Particle swarm optimization

In computational science, particle swarm optimization (PSO) is a computational method that optimizes a problem by iteratively trying to improve a population of candidate solutions with regard to a given measure of quality. It solves a problem through interactions among a population of candidate solutions, dubbed particles, moving the particles around in the search-space according to simple mathematical formulae that adjust each particle's position and velocity. Each particle's movement is influenced by its own best known position so far, and by the best known position in its topological neighborhood (which may include the entire population if so specified); vectors are updated as better positions are found. This is expected to move the swarm toward good solutions.

PSO is originally attributed to Kennedy and Eberhart and was first intended for simulating social behaviour, as a stylized representation of the movement of organisms in a bird flock or fish school, or the evolution of attitudes in a human population. Simulation of principles of social behavior was observed to be capable of solving hard mathematical problems. The book by Kennedy and Eberhart describes many philosophical aspects of PSO and swarm intelligence. An extensive survey of PSO applications is made by Poli. In 2017, a comprehensive review on theoretical and experimental works on PSO was published by Bonyadi and Michalewicz.

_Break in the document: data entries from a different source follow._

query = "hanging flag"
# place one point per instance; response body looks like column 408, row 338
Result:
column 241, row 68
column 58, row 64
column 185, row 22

PSO is a metaheuristic as it makes few or no assumptions about the problem being optimized and can search very large spaces of candidate solutions. Also, PSO does not use the gradient of the problem being optimized, which means PSO does not require that the optimization problem be differentiable as is required by classic optimization methods such as gradient descent and quasi-newton methods. However, metaheuristics such as PSO do not guarantee an optimal solution is ever found.